There are many industrial operations which produce large quantities of material that must be collected in a tank and then removed from the tank for further processing or disposition. Such material may vary in size from rather small particles of a sand-like character up to material the size of crushed stone with occasional pieces weighing several hundred pounds. Often such tanks constitute water filled quenching tanks to receive the bottom ash that is produced in huge quantities in various types of solid material burning furnaces. Such tanks are commonly of an elongated rectangular shape, and in the case of a quenching tank the bottom of the furnace commonly has a water seal which is spaced inwardly from the tank walls and extends below the waterline.

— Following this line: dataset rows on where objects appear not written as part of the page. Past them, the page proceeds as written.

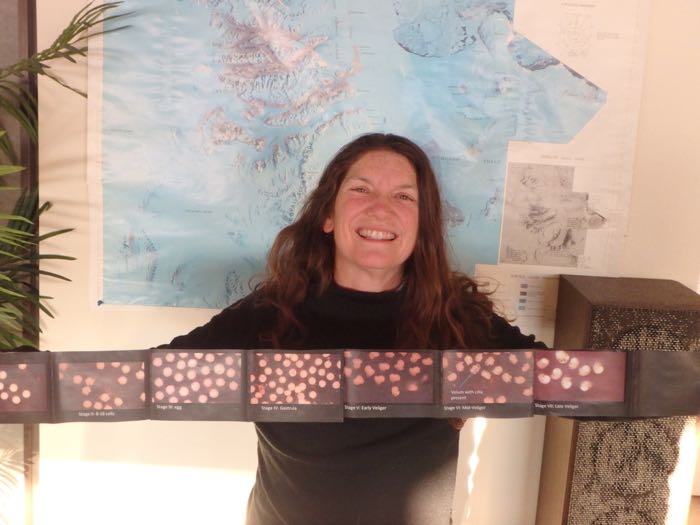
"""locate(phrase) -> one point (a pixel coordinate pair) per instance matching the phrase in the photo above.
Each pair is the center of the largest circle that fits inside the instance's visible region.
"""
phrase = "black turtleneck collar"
(338, 302)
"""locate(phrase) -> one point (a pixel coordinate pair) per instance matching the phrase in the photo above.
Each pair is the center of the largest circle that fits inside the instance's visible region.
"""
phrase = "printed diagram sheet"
(545, 222)
(219, 117)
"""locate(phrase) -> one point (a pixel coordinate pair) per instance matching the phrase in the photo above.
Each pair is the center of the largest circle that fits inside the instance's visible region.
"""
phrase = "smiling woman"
(364, 266)
(374, 222)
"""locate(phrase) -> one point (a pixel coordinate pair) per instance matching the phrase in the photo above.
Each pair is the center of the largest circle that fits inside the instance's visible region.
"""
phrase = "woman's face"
(374, 222)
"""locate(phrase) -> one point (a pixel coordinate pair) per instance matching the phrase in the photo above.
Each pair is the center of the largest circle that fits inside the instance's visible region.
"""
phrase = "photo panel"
(580, 382)
(295, 385)
(389, 383)
(100, 386)
(202, 385)
(24, 387)
(486, 383)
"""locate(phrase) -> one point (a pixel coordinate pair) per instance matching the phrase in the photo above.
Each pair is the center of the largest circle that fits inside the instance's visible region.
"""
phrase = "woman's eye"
(405, 197)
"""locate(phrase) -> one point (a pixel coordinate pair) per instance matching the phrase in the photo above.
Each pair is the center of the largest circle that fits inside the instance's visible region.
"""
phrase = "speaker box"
(616, 472)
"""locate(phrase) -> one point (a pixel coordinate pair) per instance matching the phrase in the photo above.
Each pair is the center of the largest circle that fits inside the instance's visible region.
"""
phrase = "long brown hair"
(442, 309)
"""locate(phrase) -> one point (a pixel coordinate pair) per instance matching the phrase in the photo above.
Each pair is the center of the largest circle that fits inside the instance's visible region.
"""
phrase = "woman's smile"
(374, 222)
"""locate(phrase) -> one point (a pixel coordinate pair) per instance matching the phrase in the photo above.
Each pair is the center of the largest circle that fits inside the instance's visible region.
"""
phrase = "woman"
(364, 266)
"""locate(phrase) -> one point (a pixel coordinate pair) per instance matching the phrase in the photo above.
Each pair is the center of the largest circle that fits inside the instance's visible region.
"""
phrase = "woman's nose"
(380, 205)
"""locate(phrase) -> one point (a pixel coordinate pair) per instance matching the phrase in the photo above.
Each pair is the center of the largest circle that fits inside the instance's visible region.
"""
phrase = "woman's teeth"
(376, 235)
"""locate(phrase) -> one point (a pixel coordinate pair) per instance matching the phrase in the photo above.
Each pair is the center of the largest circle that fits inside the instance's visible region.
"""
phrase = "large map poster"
(217, 117)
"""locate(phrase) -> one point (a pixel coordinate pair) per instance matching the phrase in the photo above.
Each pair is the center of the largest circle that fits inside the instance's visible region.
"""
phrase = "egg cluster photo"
(195, 377)
(197, 384)
(389, 377)
(23, 386)
(486, 377)
(298, 378)
(100, 384)
(309, 385)
(580, 375)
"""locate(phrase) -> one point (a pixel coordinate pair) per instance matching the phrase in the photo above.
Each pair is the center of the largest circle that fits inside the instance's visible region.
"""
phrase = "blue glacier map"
(218, 117)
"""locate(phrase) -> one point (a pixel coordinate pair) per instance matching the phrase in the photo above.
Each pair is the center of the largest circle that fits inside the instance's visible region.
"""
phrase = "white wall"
(158, 472)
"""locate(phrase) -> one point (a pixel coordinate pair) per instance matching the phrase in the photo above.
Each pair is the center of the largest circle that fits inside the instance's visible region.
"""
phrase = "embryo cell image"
(23, 387)
(101, 385)
(389, 377)
(196, 377)
(486, 377)
(580, 375)
(300, 378)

In other cases the tank may be a dewatering tank into which material laden water is loaded for dewatering.
There has, for many years, been a need for a rugged and dependable drag bucket type of apparatus which can be used to remove material from such a tank, either periodically as required or continuously in repetitive cycles. Typical of equipment with which such apparatus may be used are the high capacity coal burning furnaces used in large electric power generating plants. Such a furnace may require a quenching tank in excess of 60 feet long and capable of handling an ash output of several tons an hour. The material delivered through the furnace grates varies in size from that of coarse gravel to several hundred pound chunks. For such an application the drag bucket apparatus must be capable of cycling for extended periods of time without the intervention of any human attendant, and must be adaptable to the varying conditions created by such a wide range of material sizes.
Another typical application for such apparatus is to receive the output of a bank burner which is used to consume and dispose of the enormous quantities of unusable bark produced in a lumbering operation. A bark burner may require a quenching tank no more than about 15 feet in length.